Den Impuls für die Errichtung eines Bibelzentrums in Barth gab im Jahr 1988 das 400jährige Jubiläum des Barther plattdeutschen Bibeldrucks. Inzwischen ist das Barther Bibelzentrum ein modernes Haus, in dem die Heilige Schrift auf verschiedene Weise in Szene gesetzt wird – hoch- und plattdeutsch, digital und dreidimensional, mit der berühmten „Barther Bibel“ als Herzstück der Ausstellung. Von 1584 bis 1588 ließ Herzog Bogislaw XIII. in seiner „Foerstliken Drueckerye“ in Barth etwa 500 Exemplare dieser niederdeutschen Bibel drucken. Ein Exemplar liegt im mittelsten Raum des architektonisch geschickt sanierten Hauses. Es handelt sich dabei um eine Dauerleihgabe der Barther Kirchenbibliothek St. Marien.

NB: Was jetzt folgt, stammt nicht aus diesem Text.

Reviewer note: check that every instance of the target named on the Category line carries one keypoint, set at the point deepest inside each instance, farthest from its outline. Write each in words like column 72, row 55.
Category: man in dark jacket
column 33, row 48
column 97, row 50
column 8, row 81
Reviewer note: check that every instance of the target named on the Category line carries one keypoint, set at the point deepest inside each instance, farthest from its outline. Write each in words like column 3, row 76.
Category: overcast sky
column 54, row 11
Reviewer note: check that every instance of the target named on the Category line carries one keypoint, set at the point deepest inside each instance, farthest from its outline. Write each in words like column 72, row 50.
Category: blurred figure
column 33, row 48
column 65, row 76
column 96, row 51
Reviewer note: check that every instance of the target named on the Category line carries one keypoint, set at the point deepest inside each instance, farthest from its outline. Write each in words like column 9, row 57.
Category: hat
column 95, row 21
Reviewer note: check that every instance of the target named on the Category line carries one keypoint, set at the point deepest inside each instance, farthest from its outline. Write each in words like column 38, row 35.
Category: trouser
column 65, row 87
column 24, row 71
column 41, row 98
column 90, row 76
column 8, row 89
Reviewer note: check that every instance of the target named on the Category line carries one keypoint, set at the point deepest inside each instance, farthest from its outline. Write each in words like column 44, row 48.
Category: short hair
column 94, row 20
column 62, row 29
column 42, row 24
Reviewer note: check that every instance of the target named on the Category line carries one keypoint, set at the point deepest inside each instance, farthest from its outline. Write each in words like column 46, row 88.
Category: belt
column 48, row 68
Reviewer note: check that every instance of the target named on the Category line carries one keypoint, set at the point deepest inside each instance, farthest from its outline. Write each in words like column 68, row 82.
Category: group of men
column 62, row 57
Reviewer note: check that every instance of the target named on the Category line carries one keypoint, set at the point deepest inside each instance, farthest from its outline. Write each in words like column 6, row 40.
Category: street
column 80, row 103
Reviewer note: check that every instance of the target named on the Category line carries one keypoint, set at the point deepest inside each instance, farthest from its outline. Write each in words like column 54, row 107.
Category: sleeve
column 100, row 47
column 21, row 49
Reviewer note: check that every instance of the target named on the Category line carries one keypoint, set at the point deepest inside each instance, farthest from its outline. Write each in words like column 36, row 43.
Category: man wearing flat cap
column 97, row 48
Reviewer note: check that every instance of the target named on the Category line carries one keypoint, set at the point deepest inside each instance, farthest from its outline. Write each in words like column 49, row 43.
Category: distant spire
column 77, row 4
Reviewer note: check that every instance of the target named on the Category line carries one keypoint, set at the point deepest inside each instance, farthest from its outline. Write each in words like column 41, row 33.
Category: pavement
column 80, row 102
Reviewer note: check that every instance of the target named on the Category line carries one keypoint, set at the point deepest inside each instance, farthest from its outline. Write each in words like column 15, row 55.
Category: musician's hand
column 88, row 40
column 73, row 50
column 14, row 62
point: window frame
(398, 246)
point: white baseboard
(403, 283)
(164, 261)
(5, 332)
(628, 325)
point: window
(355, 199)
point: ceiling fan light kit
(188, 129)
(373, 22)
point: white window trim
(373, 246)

Niederdeutsches Bibelzentrum St. Jürgen Barth – so hieß das Bibelzentrum bis Mai 2017. Inzwischen trägt unser Haus das Niederdeutsche nicht mehr im Namen: Einschlägige Sprachkenntnisse sind schließlich keine Vorbedingung, um im Bibelzentrum auf Entdeckungsreise zu gehen. Wer sich aber auf eine Entdeckungsreise zum Platt- oder Niederdeutschen machen möchte, ist bei uns an der richtigen Adresse. Neben einem Veranstaltungsprogramm aus Gottesdiensten „up platt“, Lesungen und gemütlichen „Kaffeenahmeddagen“ soll in unserer Ausstellung bald auch ein „Aktivbereich Niederdeutsch“ für ungewöhnliche Begegnungen und Perspektiven plattdeutscher Art sorgen.

Einer Initiative der Universität Greifswald und der Förderung durch das Land Mecklenburg-Vorpommern ist es zu verdanken, dass die Barther Bibel digital komplett angesehen und gelesen werden kann.